After reading all of these passages, from “The Banking Concept” to “Engaged Pedagogy” to “What High School Is”, my belief in the true meaning of education has totally changed. Before I believed education to be what is being taught in schools all over the world, but these authors broadened my horizons and opened my eyes to the true and more in-depth meaning of what education should be. Education should be more than teachers throwing out information and the students memorizing and repeating it on tests and quizzes. Education should be information that means something to the students and what is important information for the students.
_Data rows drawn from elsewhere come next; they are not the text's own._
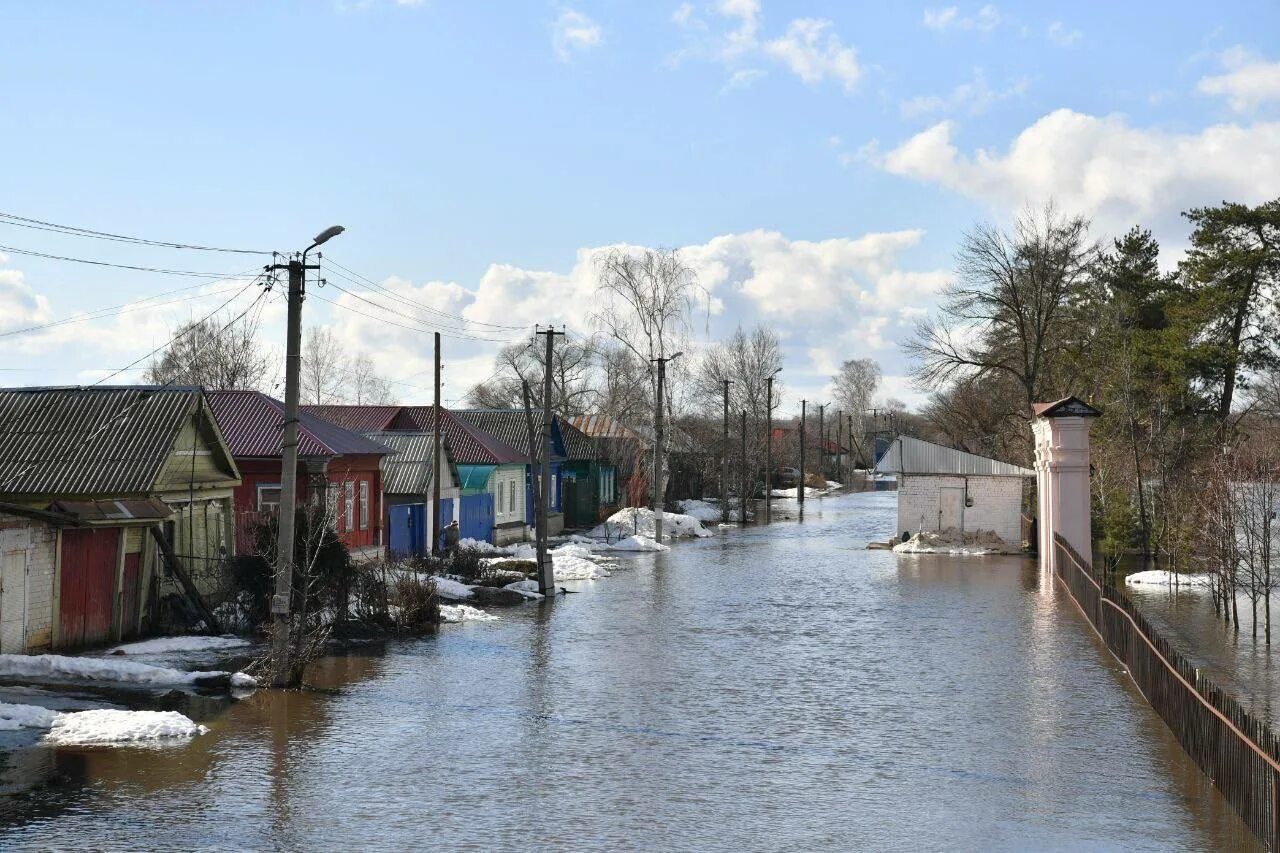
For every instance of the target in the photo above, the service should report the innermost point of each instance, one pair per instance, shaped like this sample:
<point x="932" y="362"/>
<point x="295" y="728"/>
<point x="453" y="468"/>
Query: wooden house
<point x="339" y="466"/>
<point x="86" y="473"/>
<point x="408" y="479"/>
<point x="492" y="474"/>
<point x="590" y="488"/>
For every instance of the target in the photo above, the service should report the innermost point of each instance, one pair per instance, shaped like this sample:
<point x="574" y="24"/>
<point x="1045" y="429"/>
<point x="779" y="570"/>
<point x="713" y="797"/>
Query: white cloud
<point x="1102" y="167"/>
<point x="950" y="18"/>
<point x="974" y="96"/>
<point x="1247" y="82"/>
<point x="808" y="48"/>
<point x="1064" y="36"/>
<point x="813" y="53"/>
<point x="574" y="32"/>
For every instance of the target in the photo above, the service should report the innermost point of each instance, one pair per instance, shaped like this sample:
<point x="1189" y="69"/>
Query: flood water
<point x="776" y="689"/>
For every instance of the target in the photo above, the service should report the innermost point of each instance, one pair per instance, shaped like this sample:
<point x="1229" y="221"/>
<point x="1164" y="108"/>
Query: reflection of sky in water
<point x="773" y="688"/>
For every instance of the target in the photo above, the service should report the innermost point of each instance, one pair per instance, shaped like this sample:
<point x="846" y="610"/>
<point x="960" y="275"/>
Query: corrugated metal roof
<point x="410" y="469"/>
<point x="467" y="443"/>
<point x="88" y="441"/>
<point x="252" y="424"/>
<point x="908" y="455"/>
<point x="508" y="425"/>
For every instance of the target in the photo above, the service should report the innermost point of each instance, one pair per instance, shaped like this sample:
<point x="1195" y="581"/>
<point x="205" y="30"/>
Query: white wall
<point x="997" y="503"/>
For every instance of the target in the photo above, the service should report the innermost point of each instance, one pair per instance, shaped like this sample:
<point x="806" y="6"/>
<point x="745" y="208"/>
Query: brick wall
<point x="997" y="503"/>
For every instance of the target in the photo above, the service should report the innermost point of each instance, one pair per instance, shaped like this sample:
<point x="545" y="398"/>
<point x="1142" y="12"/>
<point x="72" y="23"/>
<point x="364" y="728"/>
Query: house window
<point x="268" y="497"/>
<point x="348" y="511"/>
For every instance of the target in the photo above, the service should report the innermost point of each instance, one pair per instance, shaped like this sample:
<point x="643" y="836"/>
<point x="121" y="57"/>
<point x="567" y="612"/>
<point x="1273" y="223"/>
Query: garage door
<point x="87" y="591"/>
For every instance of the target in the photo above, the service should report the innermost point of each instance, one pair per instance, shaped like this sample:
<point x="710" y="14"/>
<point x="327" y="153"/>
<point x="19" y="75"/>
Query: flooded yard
<point x="772" y="688"/>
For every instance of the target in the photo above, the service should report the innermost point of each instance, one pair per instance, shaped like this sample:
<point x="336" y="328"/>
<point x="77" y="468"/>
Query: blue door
<point x="407" y="534"/>
<point x="475" y="516"/>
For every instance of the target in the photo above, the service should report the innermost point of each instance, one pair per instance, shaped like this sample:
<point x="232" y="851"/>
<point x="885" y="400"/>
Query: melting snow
<point x="465" y="614"/>
<point x="193" y="643"/>
<point x="95" y="669"/>
<point x="1161" y="578"/>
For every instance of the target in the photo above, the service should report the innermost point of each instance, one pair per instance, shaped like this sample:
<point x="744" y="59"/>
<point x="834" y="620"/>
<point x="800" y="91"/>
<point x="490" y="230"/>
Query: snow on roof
<point x="908" y="455"/>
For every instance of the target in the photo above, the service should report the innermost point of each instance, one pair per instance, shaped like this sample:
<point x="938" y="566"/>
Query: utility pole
<point x="822" y="448"/>
<point x="741" y="496"/>
<point x="658" y="446"/>
<point x="282" y="600"/>
<point x="840" y="445"/>
<point x="725" y="460"/>
<point x="545" y="571"/>
<point x="768" y="446"/>
<point x="800" y="491"/>
<point x="435" y="457"/>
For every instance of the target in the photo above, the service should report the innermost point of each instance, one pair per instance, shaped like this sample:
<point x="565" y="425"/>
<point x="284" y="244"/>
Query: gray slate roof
<point x="908" y="455"/>
<point x="88" y="439"/>
<point x="410" y="469"/>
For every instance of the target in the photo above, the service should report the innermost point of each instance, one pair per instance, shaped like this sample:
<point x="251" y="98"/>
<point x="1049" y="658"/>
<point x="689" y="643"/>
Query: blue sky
<point x="816" y="160"/>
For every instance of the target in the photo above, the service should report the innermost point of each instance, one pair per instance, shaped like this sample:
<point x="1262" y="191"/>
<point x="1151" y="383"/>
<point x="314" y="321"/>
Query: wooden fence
<point x="1237" y="751"/>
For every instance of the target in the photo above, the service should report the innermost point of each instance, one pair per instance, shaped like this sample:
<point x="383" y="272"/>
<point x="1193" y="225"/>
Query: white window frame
<point x="348" y="510"/>
<point x="263" y="487"/>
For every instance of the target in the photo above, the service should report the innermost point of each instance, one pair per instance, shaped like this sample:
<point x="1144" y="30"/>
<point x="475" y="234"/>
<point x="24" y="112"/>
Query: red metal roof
<point x="252" y="423"/>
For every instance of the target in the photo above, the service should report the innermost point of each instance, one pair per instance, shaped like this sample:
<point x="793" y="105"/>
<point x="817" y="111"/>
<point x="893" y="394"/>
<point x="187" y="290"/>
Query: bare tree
<point x="330" y="377"/>
<point x="323" y="366"/>
<point x="1010" y="310"/>
<point x="213" y="355"/>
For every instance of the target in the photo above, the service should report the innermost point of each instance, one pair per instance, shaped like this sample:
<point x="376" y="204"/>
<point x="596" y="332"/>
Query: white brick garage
<point x="940" y="488"/>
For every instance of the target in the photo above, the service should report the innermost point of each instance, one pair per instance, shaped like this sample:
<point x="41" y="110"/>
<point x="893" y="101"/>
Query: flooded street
<point x="773" y="688"/>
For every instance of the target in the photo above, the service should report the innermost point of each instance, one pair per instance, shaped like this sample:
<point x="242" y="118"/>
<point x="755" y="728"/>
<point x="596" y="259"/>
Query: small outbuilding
<point x="940" y="488"/>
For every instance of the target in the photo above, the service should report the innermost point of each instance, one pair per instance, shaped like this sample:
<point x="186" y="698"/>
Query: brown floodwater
<point x="777" y="688"/>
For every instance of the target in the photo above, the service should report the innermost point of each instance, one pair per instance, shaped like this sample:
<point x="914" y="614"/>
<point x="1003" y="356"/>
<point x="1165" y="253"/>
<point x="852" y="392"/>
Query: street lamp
<point x="658" y="445"/>
<point x="283" y="597"/>
<point x="768" y="443"/>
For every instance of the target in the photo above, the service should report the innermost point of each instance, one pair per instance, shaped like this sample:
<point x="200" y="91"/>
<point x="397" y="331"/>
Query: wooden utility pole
<point x="768" y="446"/>
<point x="659" y="446"/>
<point x="435" y="457"/>
<point x="282" y="600"/>
<point x="800" y="489"/>
<point x="545" y="571"/>
<point x="840" y="445"/>
<point x="743" y="469"/>
<point x="725" y="460"/>
<point x="822" y="448"/>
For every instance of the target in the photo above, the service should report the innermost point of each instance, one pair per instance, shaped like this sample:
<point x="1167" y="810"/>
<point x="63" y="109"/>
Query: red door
<point x="88" y="585"/>
<point x="129" y="594"/>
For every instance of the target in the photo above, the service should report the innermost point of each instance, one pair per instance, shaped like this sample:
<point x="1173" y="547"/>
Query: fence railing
<point x="1235" y="749"/>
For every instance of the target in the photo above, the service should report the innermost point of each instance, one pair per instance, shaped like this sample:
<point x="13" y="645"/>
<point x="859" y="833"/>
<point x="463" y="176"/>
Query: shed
<point x="90" y="469"/>
<point x="407" y="486"/>
<point x="940" y="488"/>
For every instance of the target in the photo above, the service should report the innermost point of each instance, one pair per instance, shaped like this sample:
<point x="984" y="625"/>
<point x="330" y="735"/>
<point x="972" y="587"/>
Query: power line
<point x="39" y="224"/>
<point x="398" y="297"/>
<point x="97" y="263"/>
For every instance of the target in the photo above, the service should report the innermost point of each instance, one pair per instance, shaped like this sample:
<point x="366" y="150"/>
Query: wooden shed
<point x="90" y="470"/>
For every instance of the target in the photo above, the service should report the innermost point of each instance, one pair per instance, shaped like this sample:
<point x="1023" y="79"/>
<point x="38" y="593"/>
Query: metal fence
<point x="1237" y="751"/>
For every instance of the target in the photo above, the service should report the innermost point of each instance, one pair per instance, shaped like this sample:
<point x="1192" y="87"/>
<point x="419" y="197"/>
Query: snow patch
<point x="465" y="614"/>
<point x="1161" y="578"/>
<point x="109" y="726"/>
<point x="639" y="543"/>
<point x="193" y="643"/>
<point x="95" y="669"/>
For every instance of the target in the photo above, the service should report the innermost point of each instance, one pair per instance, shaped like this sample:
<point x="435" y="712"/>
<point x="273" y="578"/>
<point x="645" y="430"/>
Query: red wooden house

The education should be what students obtain in schools that will help them believe in things and help to make then successful in life. Education should be as it is defined by California high school’s goal, “to acquire knowledge and share traditionally accepted academic fundamentals… to develop the ability to make decisions, to solve problems, to reason independently, and to accept responsibility for self-evaluation and continuing self-improvement.” Student won’t be able “to make decision, to solve problems” by taking in only information to pass a test and most likely forget most if not all of it by the end of that semester. Friere said it right when he made the point about how the students and teachers need to work together in order to accomplish a good and formal education. Work Cited
Freire, Paolo. “The Banking Concept of Education”. Considering Literacy. Ed. Linda Adler-Kassner. Boston. Pearson. 2006. 74-84.
Hooks, Bell. “Engaged Pedagogy”. Considering Literacy. Ed. Linda Adler-Kassner. Boston. Pearson. 2006. 67-73.
Sizer, Theodore. “What High School Is”. Considering Literacy. Ed. Linda Adler-Kassner. Boston. Pearson. 2006. 85-94.